With some tweaks, amnesty stays for money launderers in Bangladesh

Bangladesh will continue to be able to bring back undeclared funds from abroad by paying taxes without facing any questions, as the authorities have abandoned the plan to end the provision for FY 2022-23.

Staff Correspondentbdnews24.com
Published : 29 June 2022, 09:26 PM
Updated : 29 June 2022, 09:26 PM

The government has passed the Finance Bill for 2022-23 with a modified provision offering amnesty to the money launderers.

Finance Minister AHM Mustafa Kamal had proposed a 15 percent tax on immovable property located abroad, and a 10 percent tax on movable property that has not been brought back to the country.

He had also proposed 7 percent tax on money coming into Bangladesh as part of his efforts to fund the Tk 6.78 trillion expenditure he has planned, drawing intense criticism that the option will encourage money laundering.

In the revised bill that was passed in parliament on Wednesday, the minister dropped the options to legalise properties, both movable and immovable, located abroad.

He retained the scope of bringing funds, raising the tax rate slightly to 7.5 percent. No agency will want to know the source of the funds, according to the provision.

A new rule has also been included in the revised provision: if a Bangladeshi is found to have undisclosed properties abroad, they will be fined.

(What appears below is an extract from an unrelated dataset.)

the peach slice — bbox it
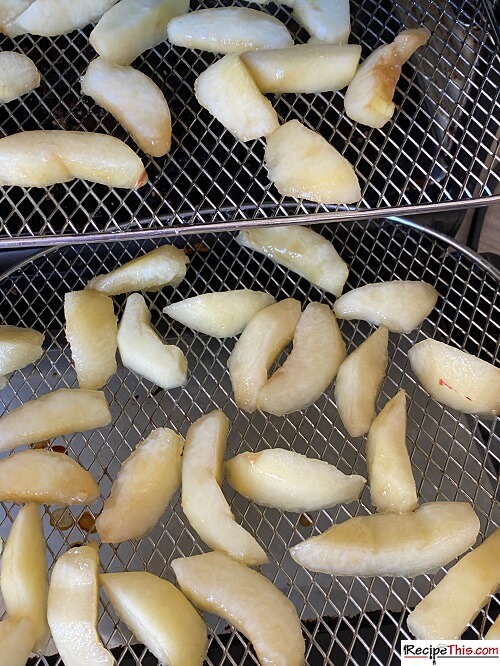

The fines will be equal to the “fair value” of the property.

The authorities will be able to confiscate properties of the person or their representative for the collection of the fines. Tax officials will also be able to investigate the properties abroad.

CORPORATE TAX

Kamal also brought changes to the provision cutting corporate tax rates for listed and unlisted companies.

If all earnings, along with spending and investments over Tk 3.6 million, are shown in bank accounts, the tax rate for unlisted companies has been cut to 27.5 percent from 30 percent and to 22.5 percent from 25 percent for one-person companies. In the proposal, the government had kept the minimum spending at Tk 1.2 million.

For listed companies with 10 percent IPO, Kamal had propose to cut the tax rate from 22.5 percent to 20 percent, but companies with less than that will be subjected to a tax rate of 22.5 percent.

The tax rate for companies failing to meet these conditions has been raised from 22.5 percent to 25 percent.

Kamal had proposed to make proof of tax return submission mandatory for a vast number of activities for individuals and organisations.

In the revised bill, he relaxed the rules, retaining them only for individuals.